External signals or notifications received from another financial institution or law enforcement, indicating that a customer might be involved in suspicious activity.
In these cases, Salv Bridge can be used to share intelligence.
Any other custom use cases based on your internal compliance workflows.
Explore manual alerts
Creating a Manual Alert
You can create a manual alert from any person, counterparty, or transaction page.Manual Alert Page
Manual alerts have their own alert page, functioning the same way as standard alerts.
💡 Manual alerts and decision rules
Manual alerts are designed for investigative and retrospective use. By default, their statuses do not affect decision rules.
If you have a use case where manual alerts should influence automated workflows, please contact support.
⚠️ Current limitations
Manual alerts cannot currently be used in monitoring scenarios, risk rules, or segments. For example, manual alert data (such as counts or statuses) cannot be used to influence person's risk levels or define entity segments.

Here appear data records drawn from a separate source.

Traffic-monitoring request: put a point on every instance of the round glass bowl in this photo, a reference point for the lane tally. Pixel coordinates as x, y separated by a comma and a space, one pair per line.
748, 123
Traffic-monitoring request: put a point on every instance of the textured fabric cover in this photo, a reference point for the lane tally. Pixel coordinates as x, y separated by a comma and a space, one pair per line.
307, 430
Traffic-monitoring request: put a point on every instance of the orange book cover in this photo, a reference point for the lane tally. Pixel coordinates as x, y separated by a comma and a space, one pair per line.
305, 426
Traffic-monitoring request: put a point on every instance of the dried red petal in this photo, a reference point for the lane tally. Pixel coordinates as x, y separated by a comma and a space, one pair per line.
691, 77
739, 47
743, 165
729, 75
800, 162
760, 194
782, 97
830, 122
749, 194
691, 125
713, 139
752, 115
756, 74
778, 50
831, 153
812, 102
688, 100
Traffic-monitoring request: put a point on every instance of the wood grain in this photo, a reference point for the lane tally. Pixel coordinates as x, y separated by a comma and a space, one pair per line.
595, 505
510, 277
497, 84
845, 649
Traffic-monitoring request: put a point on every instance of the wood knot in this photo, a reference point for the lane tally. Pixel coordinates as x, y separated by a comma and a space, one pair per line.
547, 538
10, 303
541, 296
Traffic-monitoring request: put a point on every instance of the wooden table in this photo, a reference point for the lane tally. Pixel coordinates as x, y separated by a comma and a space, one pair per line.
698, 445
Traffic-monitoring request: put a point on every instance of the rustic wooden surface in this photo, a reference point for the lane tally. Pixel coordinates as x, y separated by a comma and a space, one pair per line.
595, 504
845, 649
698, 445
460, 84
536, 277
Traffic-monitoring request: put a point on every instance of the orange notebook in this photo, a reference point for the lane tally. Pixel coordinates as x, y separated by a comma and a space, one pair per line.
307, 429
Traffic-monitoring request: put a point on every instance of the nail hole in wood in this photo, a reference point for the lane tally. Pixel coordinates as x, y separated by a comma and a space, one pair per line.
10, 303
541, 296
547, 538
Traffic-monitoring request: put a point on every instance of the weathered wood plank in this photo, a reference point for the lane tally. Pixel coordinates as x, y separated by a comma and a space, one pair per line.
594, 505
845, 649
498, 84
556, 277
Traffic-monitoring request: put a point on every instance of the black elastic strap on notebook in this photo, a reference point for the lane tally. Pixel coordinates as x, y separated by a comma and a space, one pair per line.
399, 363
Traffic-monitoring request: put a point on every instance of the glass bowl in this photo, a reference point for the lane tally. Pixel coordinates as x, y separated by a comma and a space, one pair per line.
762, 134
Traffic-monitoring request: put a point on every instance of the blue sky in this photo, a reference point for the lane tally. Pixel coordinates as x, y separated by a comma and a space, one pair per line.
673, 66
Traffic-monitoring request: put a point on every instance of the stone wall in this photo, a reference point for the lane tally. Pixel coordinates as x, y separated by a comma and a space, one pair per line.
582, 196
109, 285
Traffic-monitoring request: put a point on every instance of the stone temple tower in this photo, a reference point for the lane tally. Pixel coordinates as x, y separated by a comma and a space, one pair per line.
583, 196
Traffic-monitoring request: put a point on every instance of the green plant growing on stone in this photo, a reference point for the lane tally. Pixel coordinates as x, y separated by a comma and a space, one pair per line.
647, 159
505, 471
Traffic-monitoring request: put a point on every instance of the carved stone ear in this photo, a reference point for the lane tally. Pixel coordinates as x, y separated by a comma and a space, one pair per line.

If this functionality is important for your workflows, please let us know - we’re open to exploring it.
How manual alerts fit with notes and cases?
Manual alerts sit between notes and the upcoming cases:
Notes are used to document actions, reasoning, or additional context and don’t act as standalone workload items.
Manual alerts are designed for structured investigative work related to a single person or transaction, with clear ownership, statuses and an audit trail.
Cases are intended for broader or more complex investigations involving multiple alerts or entities. They help bring related findings together and often support escalations or suspicious activity reporting.